Когда мы вернулись к нашему подъезду, папа пристально посмотрел мне в глаза с высоты своего внушительного роста и резко спросил, какие выводы я извлек из его рассказа. Вопрос застал меня врасплох, и я не нашелся с ответом. Он запросто мог дать мне по физиономии, но, к счастью, успев выплеснуть наружу свое негодование, не обратил внимания на мою невнятную реакцию. Видно, решил, что после его откровений я окаменел от ужаса. Чуть позже, уже перед самой дверью нашей квартиры, отец ласково положил руку мне на плечо и взял с меня обещание, что, повзрослев, я вступлю в компартию и буду неукоснительно выполнять ее программу. Я поспешил кивнуть и не испытывал при этом ни малейших колебаний, поскольку в свои четырнадцать лет искренне мечтал стать таким же большим, сильным и безупречным, как он.
7.
Сегодняшний день был не слишком подходящим для встречи с Хромым. Утром, во время первой прогулки с Пепой, я купил свежий номер «Мундо». И сел на скамейку, чтобы почитать газету. Обычно по воскресеньям в девять утра народу в парке бывает совсем мало. А если к тому же и погода хорошая, как нынче, то вообще чувствуешь себя там распрекрасно.
Едва открыв газету, я увидел две полосы, посвященные некоему Зугаму, и сразу же начал придумывать предлог, чтобы можно было не идти вечером в бар к Альфонсо. Я знаю, что Хромой каждый день читает «Мундо», как и другие газеты.
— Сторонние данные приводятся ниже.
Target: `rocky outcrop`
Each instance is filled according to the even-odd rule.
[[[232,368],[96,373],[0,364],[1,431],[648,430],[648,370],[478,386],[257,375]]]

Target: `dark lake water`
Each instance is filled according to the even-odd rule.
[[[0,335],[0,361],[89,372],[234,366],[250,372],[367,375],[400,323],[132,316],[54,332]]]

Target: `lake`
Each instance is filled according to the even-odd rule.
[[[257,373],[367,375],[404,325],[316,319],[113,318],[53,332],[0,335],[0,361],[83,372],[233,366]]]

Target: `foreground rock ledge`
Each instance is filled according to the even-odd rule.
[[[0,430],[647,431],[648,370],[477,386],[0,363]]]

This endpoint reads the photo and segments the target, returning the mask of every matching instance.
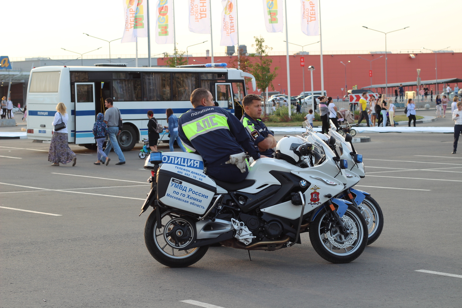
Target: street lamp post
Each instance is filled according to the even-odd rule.
[[[372,71],[372,61],[375,61],[376,60],[378,60],[379,59],[380,59],[380,58],[382,58],[383,56],[383,55],[381,55],[378,58],[377,58],[377,59],[374,59],[373,60],[368,60],[367,59],[365,59],[364,58],[363,58],[362,57],[360,57],[359,55],[358,56],[358,58],[361,58],[363,60],[365,60],[366,61],[369,61],[369,62],[371,63],[370,70],[371,70],[371,71]],[[371,76],[371,90],[372,89],[372,76]]]
[[[308,69],[311,73],[311,108],[313,109],[313,112],[314,112],[316,111],[315,110],[315,95],[314,92],[313,90],[313,71],[315,70],[315,67],[310,65],[308,67]]]
[[[301,45],[298,45],[298,44],[294,44],[293,43],[291,43],[290,42],[289,42],[289,44],[292,44],[292,45],[296,45],[297,46],[299,46],[300,47],[301,47],[302,48],[302,54],[304,56],[304,55],[305,55],[305,53],[303,51],[303,48],[305,46],[308,46],[309,45],[313,45],[313,44],[316,44],[316,43],[319,43],[320,42],[321,42],[321,41],[318,41],[316,43],[311,43],[311,44],[307,44],[306,45],[304,45],[303,46],[302,46]],[[284,43],[286,43],[286,41],[284,41]],[[302,67],[302,72],[303,73],[303,95],[305,95],[305,69],[304,69],[304,67],[303,67],[303,66]],[[312,73],[313,72],[312,71],[311,73],[312,74]]]
[[[111,42],[114,42],[114,41],[117,41],[117,40],[120,40],[122,37],[119,37],[119,38],[116,38],[115,40],[112,40],[112,41],[108,41],[107,40],[104,40],[102,38],[100,38],[99,37],[94,37],[93,36],[90,35],[90,34],[87,34],[86,33],[84,33],[85,35],[89,37],[94,37],[95,38],[97,38],[98,40],[101,40],[102,41],[104,41],[105,42],[107,42],[109,44],[109,63],[111,63]]]
[[[373,29],[371,29],[370,28],[368,28],[365,26],[363,26],[363,28],[365,28],[366,29],[368,29],[370,30],[372,30],[372,31],[377,31],[377,32],[380,32],[381,33],[383,33],[385,34],[385,93],[386,94],[388,94],[388,80],[387,79],[387,34],[389,33],[391,33],[392,32],[396,32],[396,31],[399,31],[400,30],[404,30],[407,28],[409,28],[409,27],[405,27],[402,29],[399,29],[397,30],[394,30],[393,31],[390,31],[389,32],[382,32],[382,31],[379,31],[378,30],[374,30]]]
[[[191,46],[195,46],[196,45],[199,45],[199,44],[202,44],[203,43],[205,43],[206,42],[208,42],[208,41],[204,41],[204,42],[202,42],[202,43],[197,43],[197,44],[194,44],[194,45],[190,45],[189,46],[188,46],[187,47],[186,47],[186,59],[187,59],[186,60],[186,64],[189,64],[189,56],[188,55],[188,49],[189,48],[189,47],[191,47]]]
[[[443,48],[443,49],[440,49],[439,50],[432,50],[431,49],[428,49],[428,48],[425,48],[425,47],[422,47],[422,49],[426,49],[427,50],[430,50],[432,52],[435,53],[435,78],[436,79],[436,84],[435,85],[436,87],[436,95],[438,95],[438,62],[437,62],[436,55],[441,50],[444,50],[445,49],[448,49],[450,46],[448,46],[446,48]],[[443,88],[443,91],[444,91],[444,88]]]
[[[348,63],[347,63],[346,64],[347,64],[348,63],[350,63],[350,62],[351,61],[348,61]],[[342,61],[340,61],[340,63],[341,63],[342,64],[343,64],[345,66],[345,95],[346,95],[346,91],[348,90],[348,88],[346,87],[346,64],[345,63],[343,63]],[[342,94],[343,94],[343,93],[342,93]],[[343,99],[343,98],[342,98],[342,99]],[[353,108],[354,108],[354,105],[353,104]],[[353,110],[353,111],[354,111]]]
[[[103,48],[103,47],[100,47],[99,48]],[[61,48],[61,49],[62,49],[63,50],[66,50],[66,51],[69,51],[69,52],[73,52],[74,54],[77,54],[77,55],[80,55],[80,60],[81,61],[81,63],[82,64],[82,66],[84,66],[84,55],[85,55],[85,54],[88,54],[89,52],[91,52],[91,51],[94,51],[95,50],[97,50],[98,49],[99,49],[99,48],[97,48],[96,49],[93,49],[92,50],[91,50],[90,51],[87,51],[86,52],[84,52],[83,54],[81,54],[79,52],[76,52],[75,51],[72,51],[72,50],[68,50],[67,49],[64,49],[64,48]],[[77,59],[79,59],[79,58],[77,58]]]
А значит, не пропустит статью, посвященную единственному осужденному по делу о теракте, получившем название «11-М»[13]. Могу себе представить, какую мину скроит мой друг, увидев сильно увеличенную фотографию одного из террористов, которые чуть не отправили его на тот свет. Я просто уверен, что Хромого целый день будет терзать фантомная боль в потерянной ноге. Поэтому лучше держаться от него подальше.
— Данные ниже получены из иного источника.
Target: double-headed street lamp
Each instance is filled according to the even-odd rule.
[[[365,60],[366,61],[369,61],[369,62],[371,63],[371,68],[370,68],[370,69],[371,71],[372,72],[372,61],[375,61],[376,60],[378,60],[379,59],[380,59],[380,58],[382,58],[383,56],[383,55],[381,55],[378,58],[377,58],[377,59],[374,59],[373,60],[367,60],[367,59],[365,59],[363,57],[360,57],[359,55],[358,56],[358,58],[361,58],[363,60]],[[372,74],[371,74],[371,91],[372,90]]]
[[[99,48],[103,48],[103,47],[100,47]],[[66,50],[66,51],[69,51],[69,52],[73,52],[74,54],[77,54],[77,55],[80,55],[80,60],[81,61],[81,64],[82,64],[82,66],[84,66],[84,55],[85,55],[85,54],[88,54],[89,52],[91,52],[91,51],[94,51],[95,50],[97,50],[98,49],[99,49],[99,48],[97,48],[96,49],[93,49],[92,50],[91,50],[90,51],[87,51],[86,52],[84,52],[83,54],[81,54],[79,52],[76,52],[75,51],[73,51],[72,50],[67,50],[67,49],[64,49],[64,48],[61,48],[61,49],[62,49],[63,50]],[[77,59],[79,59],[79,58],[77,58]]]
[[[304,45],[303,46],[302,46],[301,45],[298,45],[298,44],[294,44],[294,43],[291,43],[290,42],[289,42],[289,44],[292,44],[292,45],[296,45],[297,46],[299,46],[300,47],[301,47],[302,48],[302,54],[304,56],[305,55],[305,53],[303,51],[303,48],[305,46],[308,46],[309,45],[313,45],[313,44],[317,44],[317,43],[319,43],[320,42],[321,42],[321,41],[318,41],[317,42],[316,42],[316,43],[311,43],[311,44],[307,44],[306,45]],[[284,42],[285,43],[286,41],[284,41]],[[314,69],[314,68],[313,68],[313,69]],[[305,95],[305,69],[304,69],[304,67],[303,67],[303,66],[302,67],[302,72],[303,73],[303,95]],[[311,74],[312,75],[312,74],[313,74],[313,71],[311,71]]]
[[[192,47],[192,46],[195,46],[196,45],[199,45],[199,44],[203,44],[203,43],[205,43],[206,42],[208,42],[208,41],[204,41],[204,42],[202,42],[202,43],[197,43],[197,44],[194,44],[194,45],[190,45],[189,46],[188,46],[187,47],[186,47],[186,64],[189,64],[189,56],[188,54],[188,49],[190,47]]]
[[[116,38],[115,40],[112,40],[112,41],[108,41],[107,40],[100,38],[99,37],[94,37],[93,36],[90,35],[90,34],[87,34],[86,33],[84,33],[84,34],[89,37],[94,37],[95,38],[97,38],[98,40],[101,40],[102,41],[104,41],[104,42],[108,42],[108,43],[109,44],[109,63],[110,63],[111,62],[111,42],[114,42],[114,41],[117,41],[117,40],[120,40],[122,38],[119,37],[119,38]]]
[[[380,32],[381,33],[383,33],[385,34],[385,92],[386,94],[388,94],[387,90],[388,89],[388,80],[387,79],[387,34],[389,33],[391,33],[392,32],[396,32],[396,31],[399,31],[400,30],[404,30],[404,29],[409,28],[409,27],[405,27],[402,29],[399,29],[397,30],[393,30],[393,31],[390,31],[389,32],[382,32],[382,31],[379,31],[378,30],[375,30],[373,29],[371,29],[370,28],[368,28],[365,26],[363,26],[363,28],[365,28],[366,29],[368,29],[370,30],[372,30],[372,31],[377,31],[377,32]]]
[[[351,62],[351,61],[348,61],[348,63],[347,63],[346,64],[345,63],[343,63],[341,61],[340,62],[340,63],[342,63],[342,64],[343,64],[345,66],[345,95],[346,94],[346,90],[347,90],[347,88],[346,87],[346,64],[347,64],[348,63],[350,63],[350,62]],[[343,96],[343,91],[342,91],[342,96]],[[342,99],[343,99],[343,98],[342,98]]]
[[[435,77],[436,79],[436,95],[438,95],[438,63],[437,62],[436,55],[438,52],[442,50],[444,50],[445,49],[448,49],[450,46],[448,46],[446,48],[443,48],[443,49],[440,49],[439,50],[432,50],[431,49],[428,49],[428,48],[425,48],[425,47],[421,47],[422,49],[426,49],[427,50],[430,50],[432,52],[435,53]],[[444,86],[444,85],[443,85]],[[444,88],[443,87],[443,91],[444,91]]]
Как я прочитал, Джамал Зуган вот уже четырнадцать лет сидит в тюрьме в одиночной камере. Он по-прежнему полностью отрицает свою вину, хотя на суде, как напоминает автор статьи, было доказано, что он подложил бомбы (газета не уточняла, сколько и в какие именно электрички), а также распределял между другими участниками теракта мобильные телефоны, использованные при взрывах. И вот теперь начато расследование дела о его принадлежности к группировке заключенных-джихадистов, которые обмениваются письмами и ведут в тюрьмах пропаганду, стараясь обратить других в свою веру.